PNW Backyard Winter Birds: Ed Dominguez
Learn about and marvel at the birds you’ll find in your backyard and neighborhood this winter! From the small bushtits and juncos to the varied thrushes and pileated woodpeckers, discover where and when you’ll typically find them, what to look and listen for, and how to tell them apart. Ed has been an educator and outdoor leader in the Pacific Northwest for over 30 years and will share his identification skills of flora and fauna, along with his levels of appreciation for them. Until recently, he served as lead naturalist at the Seward Park Audubon Center in Seattle. He also worked as a naturalist for the North Cascades Institute, and for 25 years he has been a scramble (mountaineering) leader for The Mountaineers, co-founding their Introduction to the Natural World course. He is now leading private walks, and continues to share his passion and skills through videos on his YouTube channel, Getting Wild. Regardless of the format, Ed’s hope is that by sharing insights into the natural world around us, he can enrich your life whenever you step outside; whether in your backyard, your neighborhood, your local lake or stream, or out in the mountains.
If You Can Count, You Can Help Birds: Kharli Rose
Birds can inspire and enlighten us, so it’s time to uplift them. They face increasing threats, but all ages can help by simply counting them. Scientists and bird enthusiasts can learn a lot by knowing where the birds are. Their populations are dynamic and constantly in flux, which can make monitoring them challenging. Community science projects, such as the Great Backyard Bird Count, Audubon Christmas Bird Counts, Project Feeder Watch and eBird submissions provide the “big picture” about what is happening to bird populations.

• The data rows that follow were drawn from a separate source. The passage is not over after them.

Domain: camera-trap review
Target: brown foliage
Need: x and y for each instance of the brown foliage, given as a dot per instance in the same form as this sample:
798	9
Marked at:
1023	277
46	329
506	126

The more data is collected, the more scientists can investigate far-reaching questions about birds, the environment, and our role within theirs. Regardless of your birding skill level, Kharli Rose will share resources and information about upcoming counts and community projects, mostly that can be done from home. As the community engagement manager at the Environmental Science Center, you may have found her birding with toddlers at Seahurst Park, or at ESC’s annual Bird Fest, which she coordinates. She spent a decade in the news industry and began birding in the middle of it. This joy soon revealed many natural connections and a desire to share them with others. Working with national estuary programs, natural resource departments and local Audubon groups were wonderful conduits. Kharli is thrilled to fuse environmental stewardship with community involvement, and hopes to have more people spread the bird word.